In order for officers to undertake a protective sweep of an area they must articulate facts that would warrant a reasonably prudent officer to believe that the area to be swept harbored an individual posing a danger to those on the scene. Buie, 494 U.S. at 333-34, 110 S.Ct. at 1097-98. Accord United States v. Johnson, 9 F.3d 506, 510 (6th Cir.1993)(protective sweep of house justified where police arrive on scene of breaking and entering), cert. denied, — U.S. -, 114 S.Ct. 2690, 129 L.Ed.2d 821 (1994); United States v. Rigsby, 943 F.2d 631, 637 (6th Cir.1991)(search upheld where totality of the circumstances, including the firing of a gun in the distance, led officers to believe that a zipped tent on the property might pose a threat to their safety), cert. denied, 503 U.S. 908, 112 S.Ct. 1269, 117 L.Ed.2d 496 (1992); see also United States v. Calhoun, 49 F.3d 231, 234 n. 3 (6th Cir.1995); United States v. Akrawi, 920 F.2d 418, 420 (6th Cir.1990)(sweep of upstairs of house incident to arrest downstairs found to be unconstitutional search where officers articulated no reason for searching upstairs); United States v. Hatcher, 680 F.2d 438, 444 (6th Cir.1982).

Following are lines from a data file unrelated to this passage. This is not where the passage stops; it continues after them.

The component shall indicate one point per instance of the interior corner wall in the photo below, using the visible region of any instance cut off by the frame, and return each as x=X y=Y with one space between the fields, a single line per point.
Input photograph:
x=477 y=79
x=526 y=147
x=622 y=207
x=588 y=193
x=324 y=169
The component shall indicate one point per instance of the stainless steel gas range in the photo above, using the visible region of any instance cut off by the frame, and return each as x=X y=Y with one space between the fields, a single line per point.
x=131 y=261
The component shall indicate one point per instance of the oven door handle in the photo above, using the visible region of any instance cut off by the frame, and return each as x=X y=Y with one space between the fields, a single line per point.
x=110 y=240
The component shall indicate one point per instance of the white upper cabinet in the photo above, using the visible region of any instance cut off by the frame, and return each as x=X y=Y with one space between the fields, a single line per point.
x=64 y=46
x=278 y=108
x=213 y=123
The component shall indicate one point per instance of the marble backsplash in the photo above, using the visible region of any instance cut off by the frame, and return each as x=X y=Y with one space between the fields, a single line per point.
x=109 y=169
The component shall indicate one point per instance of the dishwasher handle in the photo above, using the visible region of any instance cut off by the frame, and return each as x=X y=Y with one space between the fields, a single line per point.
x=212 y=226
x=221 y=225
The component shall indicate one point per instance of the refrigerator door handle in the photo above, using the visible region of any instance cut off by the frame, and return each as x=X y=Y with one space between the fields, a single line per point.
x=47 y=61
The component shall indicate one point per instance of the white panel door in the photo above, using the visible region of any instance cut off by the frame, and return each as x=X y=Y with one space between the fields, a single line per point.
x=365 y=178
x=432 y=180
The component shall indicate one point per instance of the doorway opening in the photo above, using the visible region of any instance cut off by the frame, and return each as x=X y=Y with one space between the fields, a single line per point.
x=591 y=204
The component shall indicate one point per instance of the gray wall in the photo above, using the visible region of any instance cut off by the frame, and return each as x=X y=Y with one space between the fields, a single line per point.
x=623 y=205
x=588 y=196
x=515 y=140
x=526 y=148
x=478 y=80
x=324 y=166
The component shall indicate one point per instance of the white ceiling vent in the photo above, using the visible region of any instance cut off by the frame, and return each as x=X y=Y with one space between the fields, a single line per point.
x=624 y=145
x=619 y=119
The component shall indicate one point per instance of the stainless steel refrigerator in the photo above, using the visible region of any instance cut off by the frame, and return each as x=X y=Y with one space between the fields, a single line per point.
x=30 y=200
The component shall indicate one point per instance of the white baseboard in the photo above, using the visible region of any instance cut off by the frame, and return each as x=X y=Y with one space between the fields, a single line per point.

*916In order to find the protective sweep constitutional under Buie, the officers must articulate why it was reasonable for them to undertake a warrantless search of a motel room 20-75 feet from the arrest site once they had the defendant under their control. It is undisputed that Biggs had an expectation of privacy in his hotel room. Stoner v. California, 376 U.S. 483, 84 S.Ct. 889, 11 L.Ed.2d 856 (1964). In this case, the officers based the need for the search on several articulable factors that would lead a reasonably prudent officer to believe that the officers might be in danger from someone in the motel room. First, the officers had received information that another person would be meeting defendant at the motel room. Although the officers never saw anyone enter the room during the surveillance period, they did not know if someone was already in the room when they arrived. Second, defendant left the motel room door open so that anyone present in the room had a clear view of the officers, thereby threatening their safety from an unknown person present in the room. Third, the officers were familiar with defendant and knew that he had been arrested on two previous occasions in the presence of someone in possession of a firearm. In addition to these reasons, the officers did not act unreasonably in accompanying a shoeless, shirtless man about to be transported to jail back to his motel room. The door to the room was standing open. The defendant had clothes and other personal items to be retrieved. It was only natural, as a matter of common sense, for the officers to go with the defendant back into the room to retrieve his possessions. The law does not require officers to leave common sense at the door.
Based on this combination of circumstances, the District Court found that the officers reasonably believed that the law authorized them to enter the room with the defendant. Deference is due the District Court on its factual findings about the nature of the possible danger faced by the officers when they went to arrest Biggs. The factual findings made by the District Court are not clearly erroneous and the legal conclusion proper. Because the officers stated an articu-lable reason to search the room as required by Buie, the decision of the District Court to deny the motion to suppress is affirmed.